O Antagonista perguntou a Rodrigo Pacheco, presidente do Senado, se o Congresso subiu o tom ao cobrar, nos últimos dias, uma postura mais firme do governo de Jair Bolsonaro no combate à pandemia da Covid.

Ele respondeu assim:

“Os números de mortos desta semana chocaram muito a nação e, de fato, há uma mobilização como nunca antes para darmos uma solução a esse problema.”

Mais cedo, como registramos, Pacheco foi ao Twitter dizer que “a situação crítica exige a coordenação do presidente da República” e defendeu que é preciso “agir o mais rapidamente possível”.

Perguntamos a Pacheco, em conversa exclusiva, se a não nomeação da médica Ludhmila Hajjar no lugar de Eduardo Pazuello pode ser encarada como uma “derrota do Congresso”, o que poderia justificar essa mudança de tom com o Executivo.

“Absolutamente não. Eu não participei em momento algum de indicação de nome. Não há perda alguma. É uma opção do presidente.”

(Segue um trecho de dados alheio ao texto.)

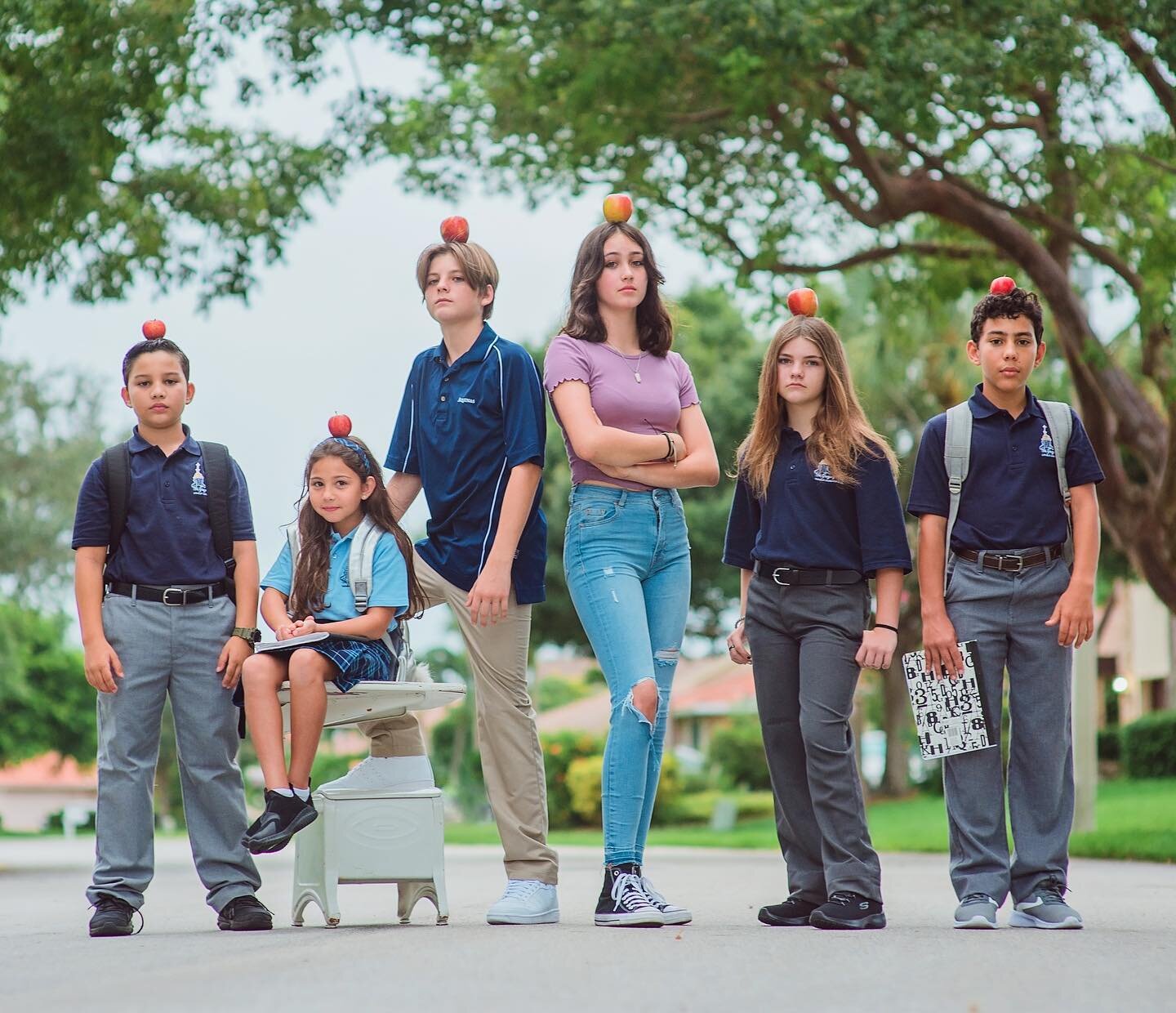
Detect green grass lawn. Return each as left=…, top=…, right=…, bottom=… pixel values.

Com a recente aprovação do projeto que autoriza estados, municípios e empresas privadas a comprarem vacinas — de autoria do próprio Pacheco, inclusive — e a volta do auxílio emergencial, questionamos o senador de Minas Gerais sobre o quê mais, de concreto, o Congresso poderá fazer no curto prazo.

“Produção legislativa, fiscalização do Executivo, acompanhamento das ações com a comissão própria que criamos e o estabelecimento de um diálogo efetivo e eficaz que culmine em ações concretas.”

“O senhor não fala na CPI da Covid. Ela está mesmo enterrada, então?”, provocamos.

Ela está pendente da apreciação pela Presidência do Senado, respondeu Pacheco, sem definir prazo.

Também quisemos saber de Pacheco se ele acredita em mudança na condução da pandemia, uma vez que o novo ministro da Saúde, Marcelo Queiroga, disse que “a política é do governo Bolsonaro, não do ministro da Saúde”.

“Eu não vi o contexto da fala dele. Não gostaria de comentar.”